Cheap valuations may not always be the best investment argument and a buying point for a stock unless the future growth outlook of the company is reasonably good. That’s what the current risk-reward matrix of Godrej Consumer Products’ (GCPL) stock suggests.
The company, which is among leading makers of soaps, household insecticides and hair care products, owns consumer brands like Good Knight, Hit, Cinthol, Godrej No. 1, among others. In the past, continued muted performance of international businesses (over 45 per cent of its consolidated revenues) and competitive intensity in key domestic segments, among others has weighed on investor sentiment. Over a year, the stock is down over 24 per cent, versus a nearly flat S&P BSE Sensex and a seven per cent fall in the Nifty FMCG index. The GCPL stock currently trades at 35 times its FY21 estimated earnings. Though the valuation is at par with GCPL’s average 1-year forward valuations in the last five years, and a 27 per cent discount to Hindustan Unilever’s (HUL’s) valuations of 48 times, it may still not be the right time to buy.
Nitin Gupta, analyst at SBICAP Securities believes that the external environment is challenging for GCPL’s domestic business, while the company’s key international markets are also facing pressure. “Unless the overall growth picks up structurally, the stock may not get higher valuations,” Gupta says.
While hygiene awareness is improving among people, presence of unorganised players (mainly in incense sticks category) has weighed on GCPL’s household insecticides business. A report by Dolat Capital of August 29, says that in a short time, the unorganised sector captured a 13 per cent market share in the incense sticks category. To counter this, GCPL launched Godrej Neem (a natural product) in Andhra Pradesh and Telangana in the first phase, which helped it to regain 6-7 per cent market share in these states. While GCPL has launched the product in four more states and is regaining market share, margins are likely to remain under pressure given the products’ low profitability, say the analysts.
In soaps too, strong push from market leaders like HUL could keep growth of GCPL, which had gained market share in the past 12-18 months, under check. “HUL has taken relatively higher price cuts for its soaps in the current dismal economic environment,” said an analysts at a domestic brokerage. This could hurt overall business prospects of GCPL given that household insecticides and soaps account for 75 per cent of GCPL’s domestic revenues.

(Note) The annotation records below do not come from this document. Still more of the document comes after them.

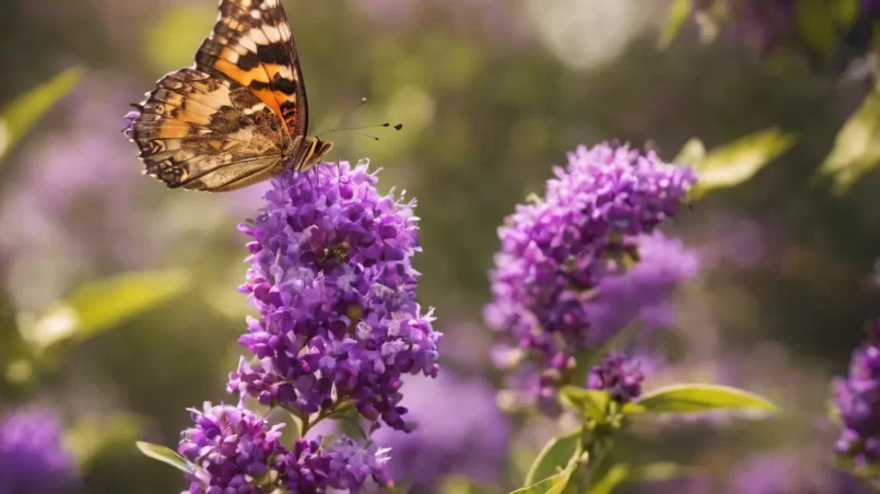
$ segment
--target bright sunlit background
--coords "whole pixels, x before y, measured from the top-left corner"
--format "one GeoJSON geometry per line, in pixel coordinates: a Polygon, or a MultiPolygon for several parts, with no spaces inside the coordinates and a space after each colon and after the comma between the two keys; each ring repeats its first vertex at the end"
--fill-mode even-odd
{"type": "MultiPolygon", "coordinates": [[[[699,249],[701,273],[677,296],[678,327],[658,343],[665,361],[646,387],[729,384],[786,413],[645,425],[622,450],[635,461],[693,466],[699,481],[687,489],[694,493],[744,492],[735,487],[738,477],[767,456],[803,475],[824,474],[817,472],[836,431],[820,425],[826,434],[816,434],[813,417],[824,413],[830,379],[845,372],[865,321],[878,316],[880,175],[830,181],[817,172],[832,166],[832,150],[844,164],[870,167],[880,157],[869,145],[872,127],[853,131],[856,140],[869,132],[865,145],[835,149],[870,84],[842,78],[836,58],[764,55],[725,27],[703,43],[707,28],[693,20],[660,50],[672,3],[284,0],[310,132],[331,129],[364,96],[352,125],[404,126],[367,131],[378,142],[331,136],[330,157],[368,157],[383,168],[382,190],[406,189],[419,200],[420,302],[436,307],[435,329],[447,334],[445,376],[413,381],[403,404],[442,410],[451,421],[423,425],[439,427],[425,433],[445,442],[438,448],[470,436],[454,444],[461,458],[470,458],[471,443],[485,450],[437,468],[436,491],[446,482],[447,493],[469,492],[459,475],[486,485],[481,492],[516,489],[556,431],[494,407],[501,380],[481,310],[496,228],[515,204],[542,192],[551,167],[582,143],[617,139],[671,161],[692,138],[712,150],[773,128],[771,141],[796,139],[790,150],[667,228],[699,249]]],[[[140,455],[133,442],[175,445],[190,423],[186,408],[235,401],[224,387],[248,314],[236,292],[247,255],[236,225],[254,217],[266,186],[166,190],[141,175],[136,145],[120,130],[130,103],[192,62],[216,2],[2,4],[0,108],[56,77],[49,92],[72,91],[24,136],[0,127],[0,143],[10,144],[0,144],[8,148],[0,163],[0,410],[38,403],[58,411],[82,461],[83,492],[179,492],[181,474],[140,455]]],[[[31,104],[48,105],[51,95],[43,96],[31,104]]],[[[678,483],[629,489],[684,492],[678,483]]]]}

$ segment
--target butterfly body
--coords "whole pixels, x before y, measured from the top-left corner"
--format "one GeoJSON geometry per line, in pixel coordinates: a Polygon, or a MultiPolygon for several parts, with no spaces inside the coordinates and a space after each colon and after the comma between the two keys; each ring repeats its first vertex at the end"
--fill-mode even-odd
{"type": "Polygon", "coordinates": [[[134,106],[127,134],[144,173],[171,188],[235,190],[308,169],[332,148],[306,137],[305,84],[279,0],[221,0],[195,66],[134,106]]]}

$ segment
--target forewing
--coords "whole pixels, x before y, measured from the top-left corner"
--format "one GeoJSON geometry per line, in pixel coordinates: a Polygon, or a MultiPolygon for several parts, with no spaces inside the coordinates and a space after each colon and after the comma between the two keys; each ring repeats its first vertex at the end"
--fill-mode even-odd
{"type": "Polygon", "coordinates": [[[279,0],[221,0],[220,17],[196,54],[196,64],[249,89],[294,138],[308,131],[300,60],[279,0]]]}
{"type": "Polygon", "coordinates": [[[269,178],[282,158],[283,122],[235,82],[181,69],[148,96],[130,138],[144,173],[171,188],[236,189],[269,178]]]}

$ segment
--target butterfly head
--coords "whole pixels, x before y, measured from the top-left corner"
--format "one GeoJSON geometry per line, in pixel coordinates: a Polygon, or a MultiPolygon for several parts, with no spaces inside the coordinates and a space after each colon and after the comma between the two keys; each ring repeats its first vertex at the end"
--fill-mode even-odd
{"type": "Polygon", "coordinates": [[[303,158],[303,165],[300,167],[301,172],[317,165],[321,158],[333,149],[333,143],[324,141],[320,138],[314,137],[308,140],[308,152],[303,158]]]}

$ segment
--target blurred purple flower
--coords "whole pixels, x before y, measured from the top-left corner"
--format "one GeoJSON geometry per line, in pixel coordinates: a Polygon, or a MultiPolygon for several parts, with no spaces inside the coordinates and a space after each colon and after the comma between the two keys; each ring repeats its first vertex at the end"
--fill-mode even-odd
{"type": "Polygon", "coordinates": [[[379,430],[373,435],[391,448],[389,472],[395,479],[412,482],[418,492],[435,489],[449,474],[497,481],[511,424],[489,383],[444,370],[408,390],[404,402],[416,427],[409,434],[379,430]]]}
{"type": "Polygon", "coordinates": [[[49,410],[25,409],[0,422],[0,494],[78,491],[73,460],[61,444],[61,424],[49,410]]]}
{"type": "Polygon", "coordinates": [[[190,492],[259,494],[256,479],[285,454],[279,439],[283,424],[269,427],[249,410],[231,405],[190,409],[196,423],[181,433],[177,451],[196,466],[190,492]],[[222,491],[221,491],[222,490],[222,491]]]}
{"type": "Polygon", "coordinates": [[[601,144],[578,148],[568,167],[554,173],[543,200],[518,205],[500,228],[502,248],[490,273],[494,299],[484,311],[532,360],[535,369],[517,379],[539,401],[567,380],[579,350],[601,345],[641,307],[661,306],[673,281],[696,269],[695,256],[680,244],[647,235],[678,213],[695,181],[690,168],[601,144]],[[643,243],[659,266],[641,267],[643,243]],[[641,289],[645,296],[633,292],[641,289]]]}
{"type": "Polygon", "coordinates": [[[623,353],[611,353],[601,364],[590,369],[587,387],[606,390],[614,401],[627,403],[642,396],[644,379],[637,358],[623,353]]]}
{"type": "Polygon", "coordinates": [[[834,395],[844,431],[837,454],[857,464],[880,460],[880,319],[870,340],[853,353],[849,375],[834,381],[834,395]]]}
{"type": "Polygon", "coordinates": [[[191,412],[196,425],[184,431],[177,450],[195,464],[192,494],[260,494],[269,485],[303,494],[355,492],[369,478],[388,483],[388,450],[373,444],[343,436],[321,446],[319,437],[297,439],[288,450],[280,443],[283,424],[270,427],[249,410],[204,403],[191,412]]]}
{"type": "Polygon", "coordinates": [[[858,483],[791,452],[756,455],[734,469],[730,494],[857,494],[858,483]]]}
{"type": "Polygon", "coordinates": [[[259,310],[238,341],[258,357],[228,388],[296,413],[353,400],[403,430],[404,374],[436,376],[441,334],[415,302],[414,201],[379,196],[366,164],[326,164],[272,183],[243,293],[259,310]]]}
{"type": "Polygon", "coordinates": [[[679,238],[660,232],[634,239],[638,262],[619,277],[599,281],[598,294],[585,310],[595,331],[587,336],[590,346],[600,346],[633,319],[645,330],[671,328],[676,324],[672,291],[700,270],[700,258],[679,238]]]}

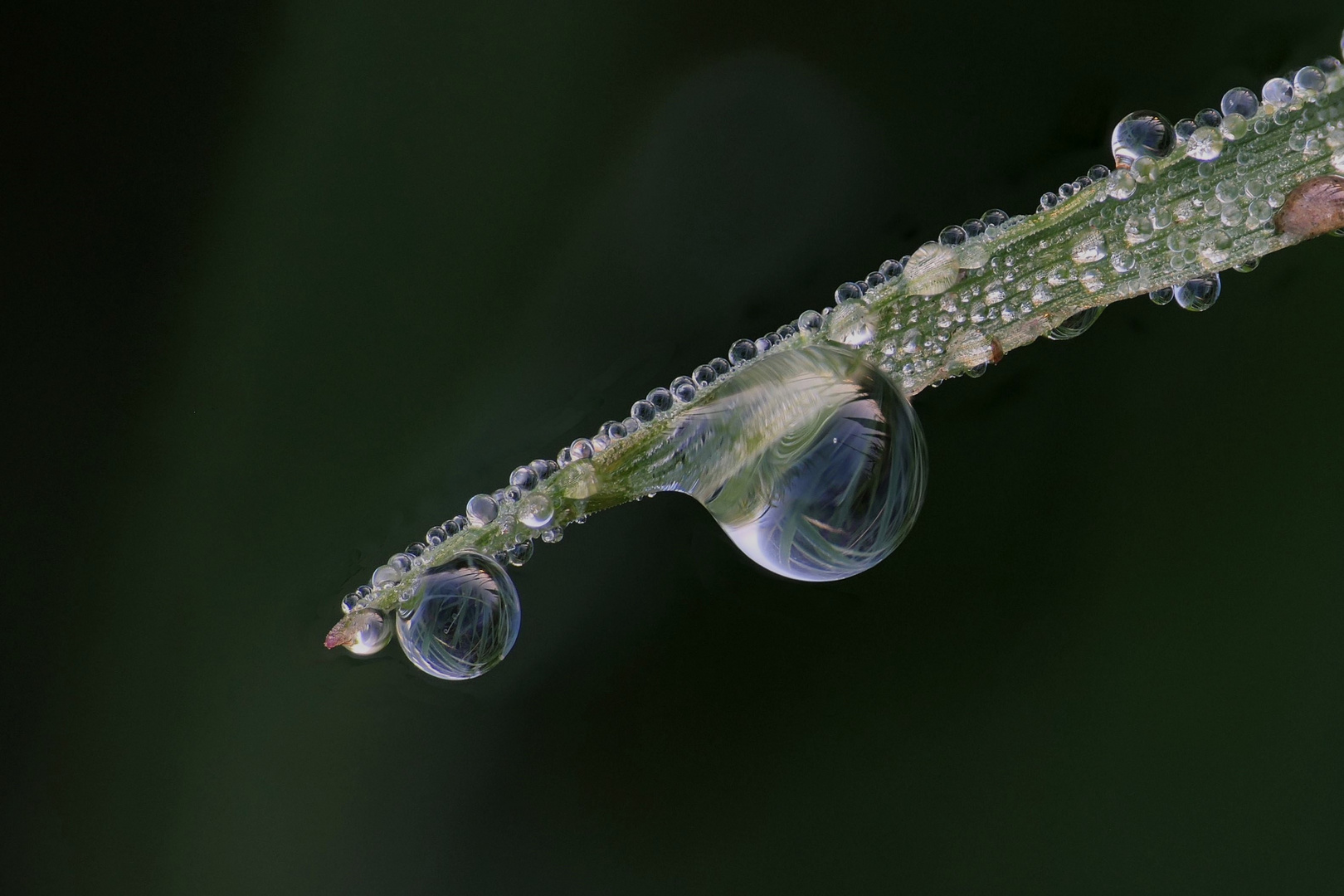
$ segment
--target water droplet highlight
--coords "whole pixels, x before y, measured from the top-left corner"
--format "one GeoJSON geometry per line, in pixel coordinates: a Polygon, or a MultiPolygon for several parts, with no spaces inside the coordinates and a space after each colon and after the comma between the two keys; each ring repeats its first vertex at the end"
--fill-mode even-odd
{"type": "Polygon", "coordinates": [[[1063,324],[1046,333],[1046,337],[1055,341],[1063,341],[1066,339],[1082,336],[1093,324],[1097,322],[1097,318],[1101,317],[1103,310],[1106,310],[1106,306],[1098,305],[1095,308],[1083,309],[1077,314],[1070,314],[1063,324]]]}
{"type": "Polygon", "coordinates": [[[1172,297],[1187,312],[1207,312],[1218,301],[1222,292],[1223,281],[1214,273],[1172,287],[1172,297]]]}
{"type": "Polygon", "coordinates": [[[914,410],[840,345],[766,356],[688,411],[671,445],[683,466],[664,488],[698,498],[749,557],[790,579],[871,568],[923,501],[914,410]]]}
{"type": "Polygon", "coordinates": [[[1116,168],[1130,168],[1136,159],[1163,159],[1175,145],[1172,126],[1156,111],[1125,116],[1110,134],[1116,168]]]}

Positively, apart from GCPL’s successful response in natural incense sticks segment, benign input costs could help to some extent. The management, too, expects mid to high single digit volume growth in the domestic business in FY20 as against around 5 per cent growth last fiscal. However, the jury is out on this.
Further worries stem from the outlook for international businesses. In the near term, though the Indonesia-based business is likely to perform better, Africa (over 50 per cent of international revenues) could see some pressure as a few markets, such as Angola and Kenya, remain weak, say analysts at Dolat Capital, which has a ‘reduce’ rating on the stock.
In FY19, lower profitability of Africa business impacted the overall return ratios of GCPL. This can also be gauged from the sharp contraction of return of equity (RoE) at consolidated level as compared to the standalone metric. While standalone RoE contracted by 300 basis points to 65 per cent in FY19, it was down by 700 basis points at consolidated levels. RoE, which shows the profitability of a business in relation to the equity, is a key measure of shareholders’ return.
Overall, as per Bloomberg poll of analysts, GCPL’s earnings are expected to decline in FY20 (over FY19) before inching up in the next fiscal. Currently, only 12 of the 40 analysts have a ‘Buy’, while 19 have ‘Hold’ and another 9 ‘Sell’ rating on the stock. Their average one-year target price of Rs 669 is not far from current price of Rs 649. Investors thus, are recommended to wait until some signs of growth emerge.